A South African government plan to encourage scientists from different disciplines to work together and help shift the country’s economy towards a knowledge-based one has had a slow start.
Academics have not managed to work collaboratively to address, for example, the need for solutions in technology and energy, and energy and climate change.
As a result, South African academics are unlikely to meet the goals of government’s highly ambitious Global Change Programme.
A plan with good intentions
Seven years ago the Department of Science and Technology challenged South African scientists to collaborate on the production of knowledge that could be used to drive economic growth and social upliftment.
The plan called on South African scientists to take part in trans-disciplinary research. It was hoped that their efforts would provide solutions for some of the country’s most pressing social and economic problems.
The plan had four major knowledge themes:
Understanding a changing planet;
Reducing the human footprint;
Adapting the way we live; and
Innovation for sustainability.
There were also 18 key research themes, and five grand challenges. These were:
Strengthening the “farmer to pharma” value chain to make South Africa a world leader in biotechnology and pharmaceuticals;
Ensuring that the space science and technology sector contributes to innovation;
Addressing energy security issues through long-term solutions for clean coal technologies, nuclear energy, renewable energy and the hydrogen economy;
Tackling global climate change challenges; and
Encouraging South African science to play a key role in stimulating growth and development.
The missing links
Our assessment measured the level of research collaboration among scientists from different backgrounds using a model that calculated how often key words in research projects could be linked across themes. The projects we researched were presented at the 2014 conference on global change.

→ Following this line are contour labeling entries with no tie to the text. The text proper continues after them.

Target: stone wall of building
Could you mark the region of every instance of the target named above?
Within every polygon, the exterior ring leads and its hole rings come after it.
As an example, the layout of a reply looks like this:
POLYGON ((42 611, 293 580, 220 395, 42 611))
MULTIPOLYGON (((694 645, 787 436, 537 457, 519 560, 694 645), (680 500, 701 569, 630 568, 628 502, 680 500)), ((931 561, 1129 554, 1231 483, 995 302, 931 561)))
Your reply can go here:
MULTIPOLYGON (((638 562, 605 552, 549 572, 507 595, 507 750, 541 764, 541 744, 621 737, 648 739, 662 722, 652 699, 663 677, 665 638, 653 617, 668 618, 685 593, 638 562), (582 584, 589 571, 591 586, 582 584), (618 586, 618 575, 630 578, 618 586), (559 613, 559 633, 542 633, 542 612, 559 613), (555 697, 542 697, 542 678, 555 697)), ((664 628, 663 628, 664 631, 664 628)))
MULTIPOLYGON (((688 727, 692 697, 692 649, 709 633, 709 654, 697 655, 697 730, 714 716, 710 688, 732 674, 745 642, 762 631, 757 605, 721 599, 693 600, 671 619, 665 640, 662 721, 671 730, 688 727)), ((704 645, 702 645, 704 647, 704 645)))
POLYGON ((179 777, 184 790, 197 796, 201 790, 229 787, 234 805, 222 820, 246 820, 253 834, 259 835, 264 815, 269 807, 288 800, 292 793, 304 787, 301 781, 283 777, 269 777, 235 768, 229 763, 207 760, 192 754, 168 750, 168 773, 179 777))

We used the linkages as a proxy for the extent to which the themes cut across disciplines. We found 164 linkages in 234 research projects.
The themes most often incorporated in the research projects were monitoring (26%), climate (10%), economics (10%), species (8%), conservation (8%), ecosystems (7%), ocean (6%), modelling (6%) and agriculture (5%).

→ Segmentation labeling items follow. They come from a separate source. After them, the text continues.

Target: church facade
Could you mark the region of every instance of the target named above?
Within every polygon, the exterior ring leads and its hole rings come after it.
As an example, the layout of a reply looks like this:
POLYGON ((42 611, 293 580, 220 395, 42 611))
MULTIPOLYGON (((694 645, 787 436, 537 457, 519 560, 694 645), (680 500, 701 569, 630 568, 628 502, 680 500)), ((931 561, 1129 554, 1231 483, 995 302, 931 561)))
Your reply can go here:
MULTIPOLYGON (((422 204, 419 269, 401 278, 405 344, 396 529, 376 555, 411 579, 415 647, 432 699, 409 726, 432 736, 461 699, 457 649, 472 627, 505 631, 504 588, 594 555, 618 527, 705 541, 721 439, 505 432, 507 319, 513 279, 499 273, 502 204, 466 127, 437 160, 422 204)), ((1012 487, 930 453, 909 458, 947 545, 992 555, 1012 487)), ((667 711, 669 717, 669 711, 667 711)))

But, troublingly, we found little or no links between the research topics and some of the key factors that will determine the achievement of South Africa’s objective of a knowledge-based economy.
For example, energy is vital for a growing economy. South Africa struggles to maintain energy security and has failed to resolve its energy shortage. This has resulted in slower economic growth and constrained investment. Energy shortages have also been found to constrain the development of sustainability initiatives and the innovation required to realise a knowledge-based economy.
Failure to improve in this area could reflect the lack of trans-disciplinary links between technology and energy, and between energy and climate change. South Africa is a leading carbon emitter and lacks the energy technology beyond using unsustainable fossil fuels. Also, South Africa lacks the know-how of renewable energy development. This also reflects a lack of policy development research.
When it comes to human development and social dynamics, South Africa has seen advancement in social development. But inequality and youth unemployment continue to grow rapidly. This may reflect poor linkages between the economics, transformation, education, poverty and rural development disciplines.
In terms of “farmer to pharma” and the bio-economy, South Africa remains a net importer with negligible pharmaceutical or other beneficiation export. There is no dedicated health theme in the plan.
Grand challenges not addressed
The success of the plan required researchers to go beyond the big themes in a trans-disciplinary manner. The idea was that researchers would apply their projects across several themes to solve real world problems. Their success was supposed to have been measured by tangible benefits to society.
With three years to go, it appears that the government’s objective will not be met. Effective research across different disciplines has not been achieved.
So where did it go wrong, and what can be done to address this in future?
Failure to realise the grand challenges can be attributed to gaps in research topics across specific big global themes.
This includes inadequate links between technology and energy, and energy and climate change. Linking these research areas could have solved some major crises. For example, greater links between geology and energy can lead to shale gas research, which may diversify the energy sector and, importantly, seek safe ways of harnessing this potential energy source.
Another important failure has been the lack of linkages between economics, transformation, education, poverty and rural development. This could help solve problems such as South Africa’s inadequate education system, growing inequality and increasing numbers of protests by local communities across the country.
All these issues are inter-linked. For example, education is very important for rural development.
Improving South Africa’s bio-economy faces a similar challenge. Only minor emphasis is placed on research that links agriculture to technology. There is also no link between agriculture and health.
Integration across disciplines needs urgent attention
It is not all gloom and doom. A 2014 National Research Foundation review of one project, the Applied Centre for Climate and Earth System Science programme, found that interdisciplinary research networking and community-building aspects have been successful.
They are supporting the training and development of the next generation of science leaders by enabling researchers with common interests to pursue inter-disciplinary research in areas of their choice. Examples include water resources, ecosystems and bio-geochemistry, oceans and the coastal landscape.
There are pockets of strong scientific activities, but the overall science mission is still evolving and requires urgent attention. The initiative has not met its objective of making the whole greater than sum of individual contributions. Integration and true trans-disciplinary collaborations are missing.
This piece is based on an article in the May/June 2015 issue of the South African Journal of Science.